Kalian tenang saja, aku masih berkeinginan untuk bertemu dengan ayah kandungku kok. Tapi nanti, setelah tabunganku sudah cukup untuk mencarinya sambil pergi liburan mengelilingi Benua Australia ini.


***


"Sudah selesai?" tanya Julian seraya menghampiriku.


"Sudah, tinggal disave saja ini," jawabku.


"Oke. Eh, bentar lagi mau istirahat loh. Katanya mau beli es krim buat aku," ucap Julian dengan bibir manyun.


"Iya-iya, aku ingat kok. Kamu tunggu di depan saja ya, aku mau beresin ini dulu biar nggak berantakan," jelasku.


"Okay."


Sepeninggal Julian, aku pun bergegas untuk merapikan meja kerjaku. Sebelum Julian datang lagi ke sini, sambil marah-marah karena aku terlalu lama membereskannya.


Setelah selesai menyimpan hasil kerjaku dan merapikan meja kerja. Bertepatan dengan berbunyinya bel istirahat pertama. Aku pun langsung beranjak menuju tempat di mana Julian sedang menungguku. Ah, itu dia. Dia terlihat sangat cantik dari sini.


"Hei," sapaku.


"Anna, kau mengagetkanku," keluhnya berlebihan.


"Salah siapa kaget?" tanyaku iseng.


"Anna, kau—"


"Iya-iya, ngomelnya dipending dulu ya sampai kita makan es krim nanti?" potongku.


"Iya deh," Julian menggerutu dengan begitu lucunya.


"Ya sudah, yuk, berangkat!"


Julian dikenal sebagai wanita yang angkuh, kasar, dan arogan. Memang tidak salah sih, meski berwajah cantik, jika dilihat dengan sekilas.
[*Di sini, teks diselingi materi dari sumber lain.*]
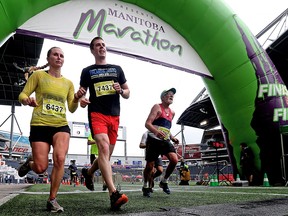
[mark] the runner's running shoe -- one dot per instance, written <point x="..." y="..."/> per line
<point x="88" y="179"/>
<point x="146" y="191"/>
<point x="53" y="206"/>
<point x="165" y="187"/>
<point x="104" y="188"/>
<point x="117" y="200"/>
<point x="25" y="168"/>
Kalian pasti akan berpikir kalau Julian adalah orang yang jutek dan galak, dari bentuk wajahnya.


Dia juga tidak ramah kepada karyawan lain yang berada di sini. Konon katanya, akulah satu-satunya orang yang berani mendekatinya, bahkan menjadikannya teman sekaligus.


Meski terkenal begitu, Julian sama sekali belum pernah membentakku. Justru dialah yang paling sering membantuku, sewaktu aku masih junior dulu. Saat aku masih sering ditindas dan disuruh-suruh oleh para karyawan senior.


Oleh karena itu, aku menjadi sangat-sangat menyayanginya. Dia adalah anugerah yang diberikan Tuhan padaku, untuk menjadikannya sahabatku di sini. Dan dia, Julian sudah kuanggap seperti saudaraku sendiri.